On my way back from getting lunch (SubWay sandwich. Don’t ask me what kind; they all taste the same, anyway) I was waiting in a lobby for the elevator with a coworker. When the elevator came, she (I’ll call her “N”), a petite and thin Asian woman, pushed forward but had to stop as the three folks riding down got off.

I laughed as we got on the elevator and said, “Out before in, didn’t you know that?”

She laughed, nervously, and said, “Oh, I know.” After a reflective pause, she confided, “I got a fine once in Asia for that.”

I was delighted! “You did?
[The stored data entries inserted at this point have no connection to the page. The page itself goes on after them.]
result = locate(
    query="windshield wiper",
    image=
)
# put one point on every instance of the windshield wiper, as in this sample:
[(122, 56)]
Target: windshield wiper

That’s awesome!” I pictured a white-gloved uniformed man with a whistle writing out a ticket for her.

“Yeah. They don’t do that here.”

“No, no, they don’t. Here it’s just a rarely-observed matter of etiquette.”


After a brief silence she said, “I lived in Singapore and in Singapore they will arrest you and beat you up for spitting your gum out.” She paused, smiling, then emphasized the point, “really beat you up.” I was confused by her mixed signals. Was she embarassed by this? Or happy? Or lying? I couldn’t tell.

“Oh, I know, I’ve heard about Singapore. Where were you when you got the fine?”


“Ah. Right. Right. Those silly Japanese.”